Did quite well, my best was a low 13 average of 5. Came in third place, just .01 seconds shy of Mike Kotch. Awesome competition, thanks a lot Arthur!


----------



## masterofthebass (Feb 6, 2011)

Anthony said:


> Rowe texted me saying he got a 9.46 avg.


 
I remember the days when rowe texted me :'(


----------



## Kian (Feb 6, 2011)

Shortey said:


> wut


 
I guess he's not overly impressed by 9.46. he did later text me the same thing as Anthony.


----------



## blade740 (Feb 6, 2011)

Over 2 seconds slower than the world record and over a second slower than his competition PB. I'd say so.


----------



## rowehessler (Feb 6, 2011)

masterofthebass said:


> I remember the days when rowe texted me :'(


 
lol i would but i lost your number. If you still have mine just text me


----------



## rowehessler (Feb 6, 2011)

its only like half a second slower than my pb lol. and a second and a half slower than the WR.


----------



## blade740 (Feb 6, 2011)

Yeah I totally misread that as 9.96. I'm an idiot.


----------



## That70sShowDude (Feb 6, 2011)

theanonymouscuber said:


> Did quite well, my best was a low 13 average of 5. Came in third place, just .01 seconds shy of Mike Kotch. Awesome competition, thanks a lot Arthur!



I didn't know you were theanonymouscuber!
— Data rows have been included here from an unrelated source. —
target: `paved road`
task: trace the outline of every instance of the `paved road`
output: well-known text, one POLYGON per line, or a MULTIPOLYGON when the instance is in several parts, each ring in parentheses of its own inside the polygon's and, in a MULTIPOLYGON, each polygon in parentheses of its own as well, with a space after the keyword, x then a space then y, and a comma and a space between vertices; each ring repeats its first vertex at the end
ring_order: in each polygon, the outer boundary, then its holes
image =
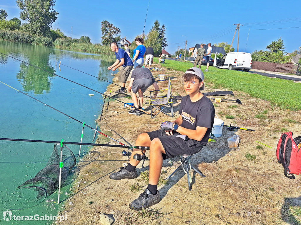
MULTIPOLYGON (((166 58, 166 59, 169 59, 170 60, 175 60, 176 59, 175 58, 166 58)), ((179 61, 179 60, 178 60, 179 61)), ((183 60, 180 60, 180 61, 183 61, 183 60)), ((239 70, 240 71, 242 71, 241 70, 239 70)), ((296 81, 301 81, 301 76, 300 77, 300 78, 297 78, 297 77, 294 77, 292 76, 290 76, 289 75, 282 75, 279 74, 269 74, 268 73, 264 73, 263 72, 257 72, 255 71, 249 71, 249 73, 251 73, 252 74, 260 74, 260 75, 262 75, 264 76, 269 76, 271 77, 277 77, 277 78, 279 78, 281 79, 284 79, 286 80, 291 80, 296 81)))

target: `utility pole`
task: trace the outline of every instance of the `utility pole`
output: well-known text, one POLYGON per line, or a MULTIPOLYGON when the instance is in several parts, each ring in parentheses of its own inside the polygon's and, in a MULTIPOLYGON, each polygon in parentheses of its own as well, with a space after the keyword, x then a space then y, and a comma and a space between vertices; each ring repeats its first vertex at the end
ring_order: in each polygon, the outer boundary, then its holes
POLYGON ((236 28, 235 30, 235 33, 234 33, 234 36, 233 37, 233 39, 232 39, 232 42, 231 43, 231 45, 230 46, 230 49, 229 50, 229 52, 230 52, 230 51, 231 50, 231 48, 232 47, 232 44, 233 44, 233 41, 234 40, 234 38, 235 37, 235 34, 236 33, 236 31, 237 29, 238 30, 238 34, 237 37, 237 52, 238 52, 238 43, 239 42, 239 26, 243 26, 243 25, 240 24, 239 23, 237 24, 233 24, 233 25, 236 25, 236 28))
POLYGON ((187 36, 185 36, 185 35, 182 35, 182 36, 186 37, 186 41, 185 42, 185 51, 184 52, 184 61, 185 61, 185 57, 186 56, 186 46, 187 44, 187 36))

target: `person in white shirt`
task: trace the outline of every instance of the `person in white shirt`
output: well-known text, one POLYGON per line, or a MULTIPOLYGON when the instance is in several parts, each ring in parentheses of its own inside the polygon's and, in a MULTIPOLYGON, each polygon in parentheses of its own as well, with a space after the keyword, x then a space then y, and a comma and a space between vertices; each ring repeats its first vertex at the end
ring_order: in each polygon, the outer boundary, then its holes
POLYGON ((205 54, 205 56, 206 56, 206 60, 207 63, 207 68, 204 72, 208 72, 208 68, 209 67, 209 61, 211 57, 211 53, 212 52, 212 48, 211 46, 211 43, 208 43, 208 49, 207 49, 207 52, 205 54))

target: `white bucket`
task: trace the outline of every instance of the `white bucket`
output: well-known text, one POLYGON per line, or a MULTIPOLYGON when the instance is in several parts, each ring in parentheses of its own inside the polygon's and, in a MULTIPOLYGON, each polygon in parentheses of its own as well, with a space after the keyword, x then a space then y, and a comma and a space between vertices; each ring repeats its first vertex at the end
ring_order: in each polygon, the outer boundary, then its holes
MULTIPOLYGON (((217 117, 217 116, 216 116, 217 117)), ((224 121, 218 117, 214 118, 213 123, 213 127, 211 131, 210 135, 214 137, 219 137, 222 136, 222 131, 223 130, 224 121)))
POLYGON ((165 80, 165 74, 159 74, 158 76, 159 76, 159 81, 164 81, 165 80))

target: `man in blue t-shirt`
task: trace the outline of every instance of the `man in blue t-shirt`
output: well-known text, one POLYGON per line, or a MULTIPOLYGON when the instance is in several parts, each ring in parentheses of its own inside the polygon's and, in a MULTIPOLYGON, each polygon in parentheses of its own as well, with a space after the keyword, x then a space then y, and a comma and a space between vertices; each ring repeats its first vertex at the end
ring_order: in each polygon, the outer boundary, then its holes
POLYGON ((125 93, 126 80, 134 67, 134 64, 127 53, 122 49, 118 48, 116 42, 113 42, 111 44, 111 49, 112 52, 115 52, 116 62, 111 66, 108 67, 108 69, 115 71, 116 69, 122 66, 120 68, 118 75, 118 79, 121 82, 122 87, 115 93, 125 93))

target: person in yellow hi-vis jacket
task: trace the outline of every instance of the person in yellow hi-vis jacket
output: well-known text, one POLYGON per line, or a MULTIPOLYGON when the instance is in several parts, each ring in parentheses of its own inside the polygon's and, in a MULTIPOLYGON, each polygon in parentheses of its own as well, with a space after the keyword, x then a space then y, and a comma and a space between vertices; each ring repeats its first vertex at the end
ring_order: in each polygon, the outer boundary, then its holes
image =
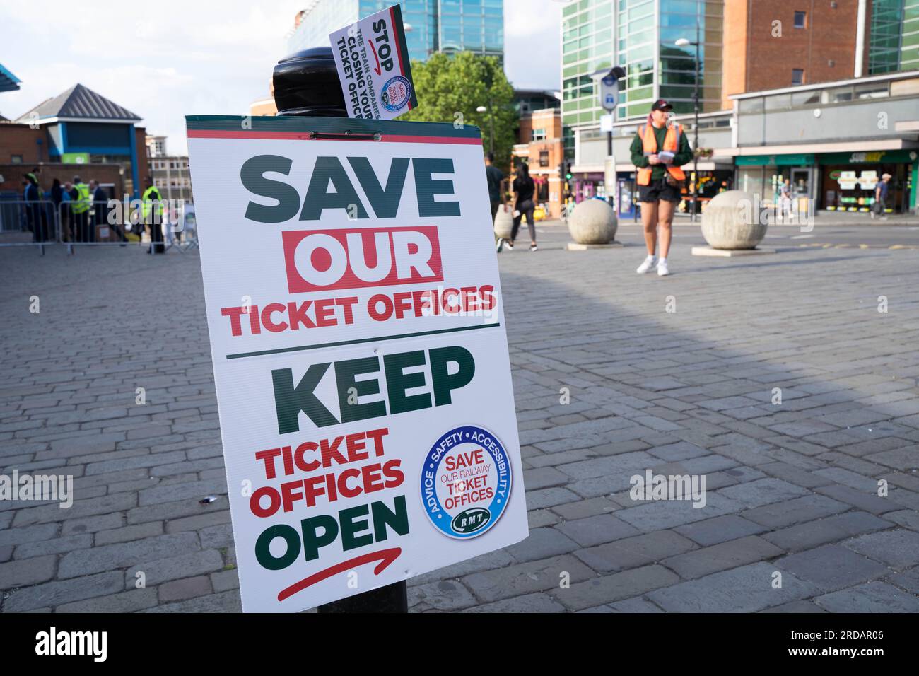
POLYGON ((147 253, 163 254, 166 250, 163 244, 163 196, 150 177, 147 177, 147 185, 149 187, 141 198, 143 223, 150 226, 150 248, 147 253))
POLYGON ((674 222, 674 211, 686 185, 686 174, 680 168, 692 159, 692 149, 682 124, 667 124, 667 113, 673 109, 663 98, 652 104, 651 114, 638 128, 631 144, 631 161, 637 171, 639 201, 641 202, 641 224, 648 258, 639 266, 639 274, 657 269, 657 274, 668 275, 667 254, 674 222), (661 258, 656 255, 660 228, 661 258))

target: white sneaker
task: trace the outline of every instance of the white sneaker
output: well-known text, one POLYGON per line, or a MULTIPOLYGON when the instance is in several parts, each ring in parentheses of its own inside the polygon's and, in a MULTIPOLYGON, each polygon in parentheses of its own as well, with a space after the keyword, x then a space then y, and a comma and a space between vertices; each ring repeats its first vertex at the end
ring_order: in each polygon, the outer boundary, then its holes
POLYGON ((657 267, 657 257, 649 256, 647 258, 644 259, 644 262, 641 263, 641 265, 640 265, 638 267, 638 269, 635 271, 638 272, 640 275, 643 275, 652 268, 656 268, 656 267, 657 267))

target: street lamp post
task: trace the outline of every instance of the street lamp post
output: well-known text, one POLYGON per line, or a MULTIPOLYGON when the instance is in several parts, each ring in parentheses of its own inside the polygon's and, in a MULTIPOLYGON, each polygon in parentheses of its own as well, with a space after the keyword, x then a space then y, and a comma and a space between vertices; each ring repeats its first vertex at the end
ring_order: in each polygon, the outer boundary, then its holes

Got 2nd in 2-4 and 3rd in a oh/magic (lol, magic) due to lack of competitiors. +2'd a J-perm on my last 2x2 solve of the first round, which would have gave me a 3.68 average. Improved oh average, but I still want it to be a few seconds faster. Nothing really to note improvement wise. For Team BLD, Bobby and I got a 31 and 32 on back to back solves.


----------



## That70sShowDude (Feb 13, 2011)

Sorry for the double post, but why aren't the results up yet?



theanonymouscuber said:


> Did quite well, my best was a low 13 average of 5. Came in third place, just .01 seconds shy of Mike Kotch. Awesome competition, thanks a lot Arthur!



You were actually .03 shy. There was an error in my average.


----------



## IamWEB (Feb 13, 2011)

masterofthebass said:


> I remember the days when rowe texted me :'(


 
I don't. :/


----------



## JonnyWhoopes (Feb 17, 2011)

So, I don't mean to be pushy or impatient... But when are results going to be posted?


----------



## Evan Liu (Feb 17, 2011)

JonnyWhoopes said:


> So, I don't mean to be pushy or impatient... But when are results going to be posted?
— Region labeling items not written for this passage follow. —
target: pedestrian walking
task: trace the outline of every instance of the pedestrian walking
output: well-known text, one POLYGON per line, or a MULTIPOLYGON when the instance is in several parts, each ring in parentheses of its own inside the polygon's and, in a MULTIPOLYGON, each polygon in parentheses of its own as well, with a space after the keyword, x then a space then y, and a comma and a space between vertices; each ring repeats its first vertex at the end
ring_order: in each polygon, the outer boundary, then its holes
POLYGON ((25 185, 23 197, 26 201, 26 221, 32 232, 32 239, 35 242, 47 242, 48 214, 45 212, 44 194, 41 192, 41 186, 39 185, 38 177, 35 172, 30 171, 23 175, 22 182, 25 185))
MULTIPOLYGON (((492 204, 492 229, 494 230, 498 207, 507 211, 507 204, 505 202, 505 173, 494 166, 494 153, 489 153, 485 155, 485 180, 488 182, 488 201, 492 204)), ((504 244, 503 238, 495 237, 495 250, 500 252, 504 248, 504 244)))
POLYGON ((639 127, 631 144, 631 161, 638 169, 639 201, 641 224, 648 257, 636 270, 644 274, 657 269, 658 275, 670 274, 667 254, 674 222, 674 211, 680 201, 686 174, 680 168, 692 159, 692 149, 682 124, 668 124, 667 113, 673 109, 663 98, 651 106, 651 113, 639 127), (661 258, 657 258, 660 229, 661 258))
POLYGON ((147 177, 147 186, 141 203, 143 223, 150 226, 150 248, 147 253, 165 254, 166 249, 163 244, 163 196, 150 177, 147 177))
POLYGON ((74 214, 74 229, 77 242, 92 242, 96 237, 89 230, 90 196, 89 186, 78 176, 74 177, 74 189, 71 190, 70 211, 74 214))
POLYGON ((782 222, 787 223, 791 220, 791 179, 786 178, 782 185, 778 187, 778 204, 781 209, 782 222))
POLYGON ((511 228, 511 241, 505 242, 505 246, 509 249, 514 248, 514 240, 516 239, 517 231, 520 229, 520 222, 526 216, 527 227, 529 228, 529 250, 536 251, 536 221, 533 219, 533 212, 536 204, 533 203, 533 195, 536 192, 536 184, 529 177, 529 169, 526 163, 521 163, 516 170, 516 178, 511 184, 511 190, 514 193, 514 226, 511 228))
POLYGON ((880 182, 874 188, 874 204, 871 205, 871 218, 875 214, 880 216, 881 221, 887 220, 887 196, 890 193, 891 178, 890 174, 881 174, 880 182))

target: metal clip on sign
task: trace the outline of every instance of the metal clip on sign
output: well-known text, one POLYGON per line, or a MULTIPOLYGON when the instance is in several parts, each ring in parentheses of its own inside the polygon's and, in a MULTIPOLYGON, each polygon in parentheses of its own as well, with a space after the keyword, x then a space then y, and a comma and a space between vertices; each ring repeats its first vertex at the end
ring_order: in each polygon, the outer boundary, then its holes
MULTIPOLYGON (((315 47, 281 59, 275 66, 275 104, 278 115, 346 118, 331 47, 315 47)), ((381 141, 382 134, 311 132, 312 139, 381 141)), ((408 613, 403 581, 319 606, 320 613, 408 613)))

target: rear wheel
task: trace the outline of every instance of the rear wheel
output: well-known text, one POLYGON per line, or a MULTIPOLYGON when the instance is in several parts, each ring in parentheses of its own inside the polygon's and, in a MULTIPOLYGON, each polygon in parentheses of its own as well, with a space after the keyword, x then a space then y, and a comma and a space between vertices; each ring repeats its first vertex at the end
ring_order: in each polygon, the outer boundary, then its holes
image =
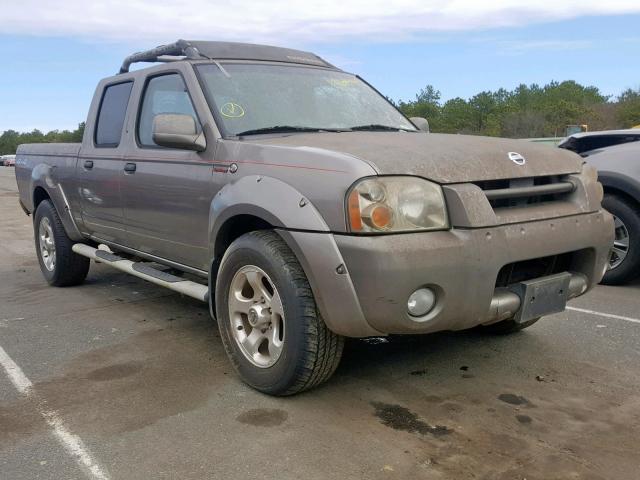
POLYGON ((602 279, 607 285, 619 285, 638 276, 640 268, 640 211, 627 200, 607 194, 602 206, 614 216, 615 236, 609 269, 602 279))
POLYGON ((234 241, 216 283, 216 317, 225 350, 240 377, 271 395, 291 395, 326 381, 344 338, 317 311, 293 252, 273 231, 234 241))
POLYGON ((44 200, 33 216, 36 253, 42 275, 49 285, 68 287, 84 281, 90 260, 71 250, 71 240, 53 203, 44 200))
They were already posted on the 13th.

http://www.worldcubeassociation.org/node/1375
http://www.worldcubeassociation.org/results/c.php?i=Brown2011


----------



## JonnyWhoopes (Feb 17, 2011)

Evan Liu said:


> They were already posted on the 13th.
> 
> http://www.worldcubeassociation.org/node/1375
> http://www.worldcubeassociation.org/results/c.php?i=Brown2011


 
Wtheck, time to clear my cache.


----------



## Kian (Feb 17, 2011)

JonnyWhoopes said:


> Wtheck, time to clear my cache.


 
This happens with the WCA often, I've found. When you're on that site you should reload pages when you expect them to have already been updated, as a rule.


----------